I printed with 12 varieties of PLA and PET-G, and a new material called Orbium. I used up most of the PLA and PET-G that I had on hand, and bought a few rolls. At times it became hard to find filament on Amazon and at Micro Center. About that same time, my local Fry's electronics closed. (The Orbium was donated to the group, and I used a couple rolls of it.)

I have always kept track of my print jobs and settings, and what works and what fails. I improved my tracking so I could use a pivot table to see which materials worked better statistically. The oldest spools (it came with my printer) had a dismal 17% success rate... old and brittle. Most had a 50% to 90% yield. Inland PLA White yielded 96%, and CC3D PLA Max Yellow was 100% successful.





Because we were trying to produce a lot quickly, we worked on arrangements to fit multiple frames on the bed at the same time. With my printer's size, the most I could get at a time was two. Someone split the frame into two parts, which could nest a lot more onto a bed, but I was concerned about assembly and breakage, so I stuck with the single design, 2 to a run.






The other aspect was post-processing. All frames needed some cleanup of "nubs" so they would be comfortable to wear. Some products printed much cleaner than others.
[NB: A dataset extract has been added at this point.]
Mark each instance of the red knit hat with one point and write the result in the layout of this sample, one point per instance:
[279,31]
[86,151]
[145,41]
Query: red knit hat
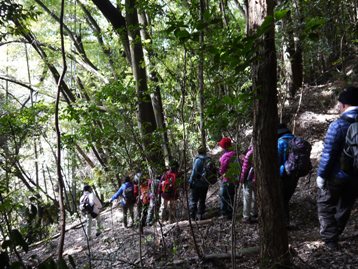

I made a *lot* of little tweaks within my slicing software, to reduce the amount of Dremel work per frame.










My heated bed has cold areas, and often the parts at the edges would come loose, spoiling a run. Running the machine day and night, the most I produced in one day was 19 frames. 9 to 15 per day was more common. I eventually added some "ears", a little extended skirt that helped some of the narrower parts stick to the bed better.







Some people were able to use a vertical "stack" design which allowed them to print 5 to 10 or more in one run, and then pop them apart. I tried some of their designs, and I tried some of my own. I could never find spacing and settings that would allow the multiple frames to come apart. They were always hopelessly bonded together. So I reverted to 2 at a time, and with some finicky filaments I just ran 1 at a time.

In late June, the OC group announced that they demand for 3D printed PPE had decreased enough that we could cease operations. The supply of commercial products had caught up with demand.